2. Cache what repeats
Agents answer the same things over and over. Two kinds of caching help:
- Response caching — for deterministic or near-deterministic queries (FAQ-style questions, repeated lookups), cache the answer keyed on a normalized input. A cache hit costs nothing and returns instantly.
- Prompt caching — many providers now cache a stable prompt prefix (your long system prompt, tool definitions, retrieved context) so repeated calls are billed at a steep discount for the cached portion. Structure your prompts so the stable part comes first and the variable part last, and you get this largely for free.
3. Trim the context you send
You pay for every token in the prompt, on every call. Bloated context is silent, recurring waste:
- Cap conversation history. Don’t resend the entire thread forever — keep a window of recent turns and summarize older ones. A 40-turn conversation resending all 40 turns each time is paying to re-read history the model barely needs.
- Retrieve less, better. In RAG, sending the top-10 chunks when the top-3 would do triples that part of the bill. Tune K down and use re-ranking so the few chunks you send are the right ones.
- Prune tool definitions. Every tool’s schema is tokens in every request. An agent with 30 tools pays for 30 descriptions each call — expose only the tools a given flow actually needs.
4. Stop runaway loops
An agent stuck calling tools in circles can burn a fortune on a single request. Defend against it:
- Set a max-turns / max-tool-calls limit per run so a confused agent fails fast instead of spinning.
- Alert on high token-per-request — a sudden jump is often a loop or a prompt regression, and catching it early saves real money.
- Add timeouts so a slow or looping run can’t run unbounded.
5. Put a budget in place
Finally, make cost a first-class constraint, not a monthly surprise:
- Per-user or per-tenant rate limits cap how much any single caller can spend — and double as abuse protection.
- Provider-side budget alerts on your Azure OpenAI / model spend give you a backstop.
- A monthly cost dashboard next to your quality metrics keeps the trade-off honest: you want the cheapest configuration that still passes your evals.

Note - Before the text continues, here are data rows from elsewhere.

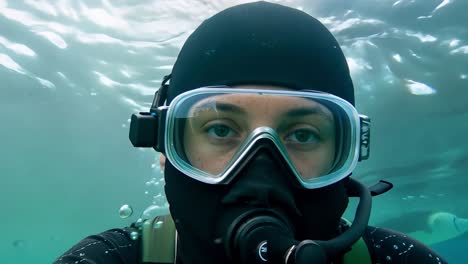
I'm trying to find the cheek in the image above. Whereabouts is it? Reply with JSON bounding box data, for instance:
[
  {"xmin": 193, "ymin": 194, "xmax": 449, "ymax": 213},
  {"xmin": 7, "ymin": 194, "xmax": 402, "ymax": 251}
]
[{"xmin": 185, "ymin": 134, "xmax": 232, "ymax": 174}]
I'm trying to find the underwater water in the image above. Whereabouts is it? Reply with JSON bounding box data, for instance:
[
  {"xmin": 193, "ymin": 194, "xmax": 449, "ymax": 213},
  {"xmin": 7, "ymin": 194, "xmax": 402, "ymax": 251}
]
[{"xmin": 0, "ymin": 0, "xmax": 468, "ymax": 264}]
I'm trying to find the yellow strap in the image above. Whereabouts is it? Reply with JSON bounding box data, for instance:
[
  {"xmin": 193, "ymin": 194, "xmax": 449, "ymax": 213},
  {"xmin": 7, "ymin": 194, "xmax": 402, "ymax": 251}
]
[
  {"xmin": 343, "ymin": 237, "xmax": 372, "ymax": 264},
  {"xmin": 142, "ymin": 215, "xmax": 372, "ymax": 264},
  {"xmin": 142, "ymin": 215, "xmax": 177, "ymax": 264}
]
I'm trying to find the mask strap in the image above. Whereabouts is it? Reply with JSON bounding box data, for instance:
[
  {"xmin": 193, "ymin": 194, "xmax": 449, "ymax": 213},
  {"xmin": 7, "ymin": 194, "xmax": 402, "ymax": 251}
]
[{"xmin": 151, "ymin": 73, "xmax": 172, "ymax": 110}]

Note: provider pricing, prompt-caching behavior, and quotas change often. Verify specifics against your model provider’s current docs; the levers here — right-size the model, cache, trim context, cap loops, budget — are durable and apply across providers.
Takeaway
Agent cost isn’t fixed — it’s mostly removable waste. Measure per-request token spend first, then pull the levers in order of impact: right-size the model (the big one), cache repeated work and stable prompt prefixes, trim history and retrieval and tool schemas, cap runaway loops, and enforce per-user budgets. Done together, these routinely cut a bill by half or more while keeping quality intact — turning “the agent is getting expensive” into a number you control.